To that end, they created two thousand fake tanks out of plywood and painted canvas where there was no army. They even found a way to make the fakes leave tracks. To bolster the illusion, they created a fake water pipeline under construction, complete with sound effects like workers riveting things together and swearing when they dropped their hammers on their toes. The Nazis tracked the progress from the air. Did they assume nothing would happen until the army got its water? For whatever reason, when that attack came, the Germans were caught off guard."

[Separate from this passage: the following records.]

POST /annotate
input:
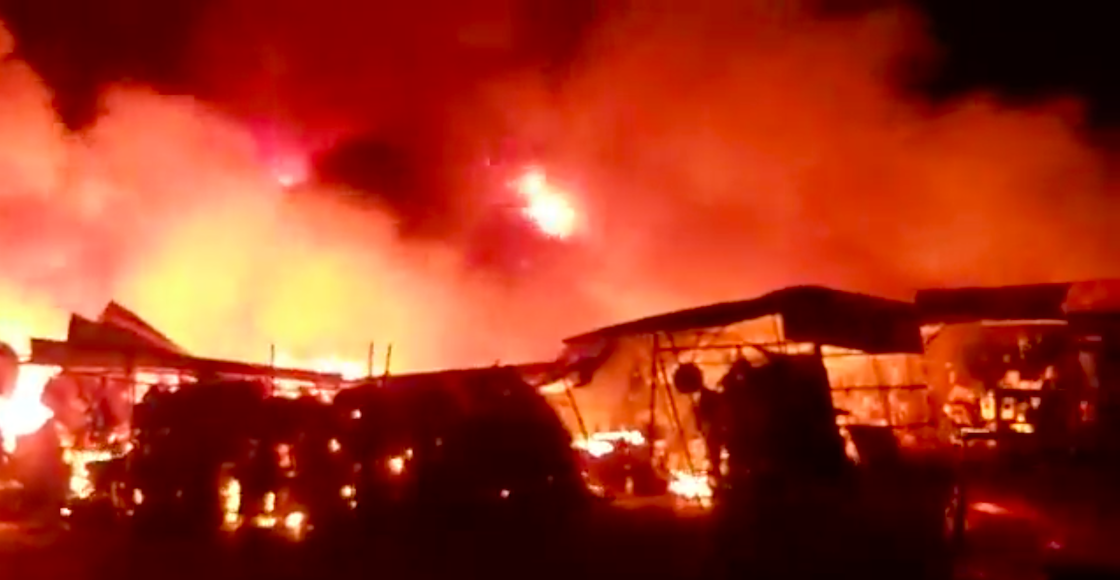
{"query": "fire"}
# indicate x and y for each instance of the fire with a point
(602, 443)
(690, 486)
(22, 411)
(547, 206)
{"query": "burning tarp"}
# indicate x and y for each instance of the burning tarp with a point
(870, 346)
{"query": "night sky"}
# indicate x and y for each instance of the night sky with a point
(1020, 50)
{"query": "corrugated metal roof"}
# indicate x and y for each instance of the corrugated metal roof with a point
(810, 314)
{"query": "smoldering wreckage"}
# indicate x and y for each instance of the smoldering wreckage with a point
(689, 409)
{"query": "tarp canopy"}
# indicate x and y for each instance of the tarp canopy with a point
(1048, 301)
(809, 314)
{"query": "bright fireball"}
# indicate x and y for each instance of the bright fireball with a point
(546, 205)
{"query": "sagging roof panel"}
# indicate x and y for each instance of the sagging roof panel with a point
(1047, 301)
(810, 314)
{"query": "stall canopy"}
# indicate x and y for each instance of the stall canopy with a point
(810, 314)
(1050, 301)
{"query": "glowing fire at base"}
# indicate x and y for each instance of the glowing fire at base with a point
(690, 486)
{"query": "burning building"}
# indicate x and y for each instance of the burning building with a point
(82, 394)
(635, 382)
(1023, 359)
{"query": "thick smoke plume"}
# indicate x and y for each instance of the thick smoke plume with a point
(715, 155)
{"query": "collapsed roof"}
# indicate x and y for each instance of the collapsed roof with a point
(121, 340)
(1047, 301)
(810, 314)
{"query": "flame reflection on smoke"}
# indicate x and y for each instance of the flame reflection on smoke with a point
(547, 206)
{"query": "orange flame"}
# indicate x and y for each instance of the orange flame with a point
(547, 206)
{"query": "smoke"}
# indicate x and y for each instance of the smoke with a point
(731, 150)
(715, 155)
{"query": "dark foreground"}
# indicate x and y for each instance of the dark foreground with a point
(649, 543)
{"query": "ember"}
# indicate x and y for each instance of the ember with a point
(547, 206)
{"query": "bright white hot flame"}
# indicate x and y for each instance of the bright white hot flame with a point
(22, 412)
(547, 206)
(690, 486)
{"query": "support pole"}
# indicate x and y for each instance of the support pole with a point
(369, 362)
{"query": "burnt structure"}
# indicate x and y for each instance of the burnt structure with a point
(621, 377)
(1028, 365)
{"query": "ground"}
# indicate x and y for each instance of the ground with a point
(650, 542)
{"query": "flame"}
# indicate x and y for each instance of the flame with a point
(231, 503)
(22, 412)
(690, 486)
(547, 206)
(604, 442)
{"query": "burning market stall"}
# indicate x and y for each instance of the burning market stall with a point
(1018, 361)
(618, 389)
(106, 368)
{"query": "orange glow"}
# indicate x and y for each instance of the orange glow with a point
(716, 166)
(546, 205)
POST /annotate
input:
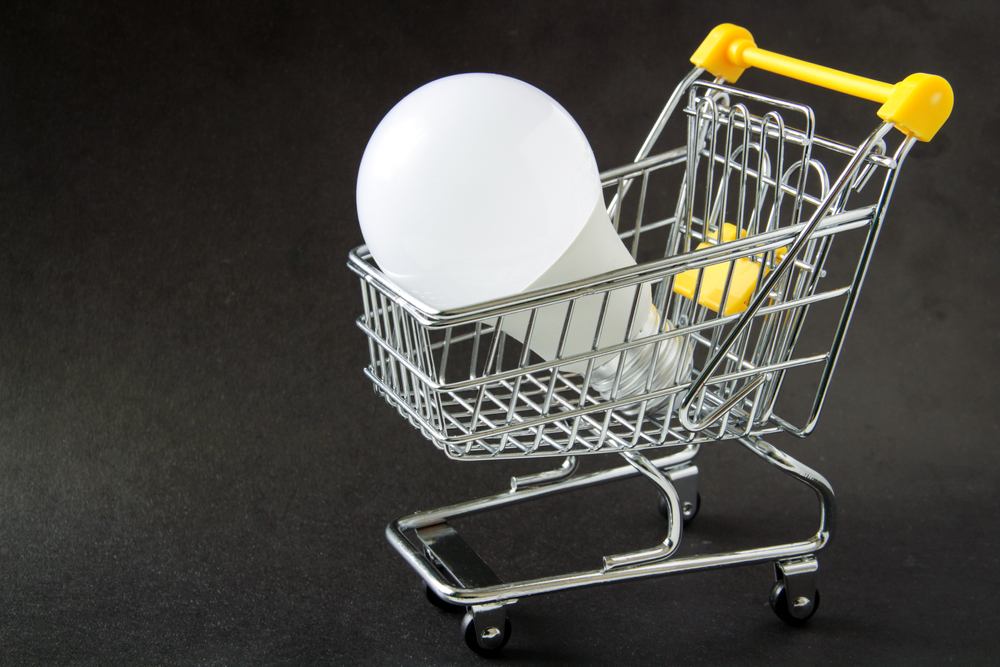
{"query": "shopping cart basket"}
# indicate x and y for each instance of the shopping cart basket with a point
(734, 232)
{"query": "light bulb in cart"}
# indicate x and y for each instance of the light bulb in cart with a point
(479, 186)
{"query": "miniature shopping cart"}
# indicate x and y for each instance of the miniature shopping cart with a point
(754, 224)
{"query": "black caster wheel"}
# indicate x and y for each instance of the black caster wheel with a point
(440, 603)
(779, 603)
(496, 642)
(688, 511)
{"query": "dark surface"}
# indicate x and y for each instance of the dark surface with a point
(194, 470)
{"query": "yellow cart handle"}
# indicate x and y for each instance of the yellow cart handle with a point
(918, 105)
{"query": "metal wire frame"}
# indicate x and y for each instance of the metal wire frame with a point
(476, 392)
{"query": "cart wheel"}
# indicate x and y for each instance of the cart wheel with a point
(440, 602)
(469, 634)
(688, 512)
(779, 603)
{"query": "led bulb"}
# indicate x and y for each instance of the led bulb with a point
(479, 186)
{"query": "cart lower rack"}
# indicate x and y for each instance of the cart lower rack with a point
(732, 234)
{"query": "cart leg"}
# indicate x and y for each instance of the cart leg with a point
(685, 481)
(673, 514)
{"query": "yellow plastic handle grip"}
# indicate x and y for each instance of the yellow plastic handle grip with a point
(918, 105)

"So Jasper saved the day?"
"He thought so. And the next we hear of him, he's at work in MI9, designing hiding places for escape aids."
"Too bad you didn't get to use them. Sweaty," said Liz.
"But I did. The barley sugar in my escape box, remember?
I gave it to the little girl in the farmhouse. You know, I often think of Heidi to this day."
"Want to meet her?" Wyatt asked.
+ + +
Lenny Jones never did show up with his grandfather's file, so they left without him.
With Wyatt driving the rental car and Sweaty seated beside him—"You take the front," Liz had said, "to see if the panorama matches what you recall"—the three foreigners forsook the picturesque medieval town for the countryside.
The green of summer was giving way to the red-orange-yellow of autumn, and the last crops had ripened enough for harvesting. Already, the highlands off in the distance were whitened by snow.
"How did you find her?" Sweaty asked.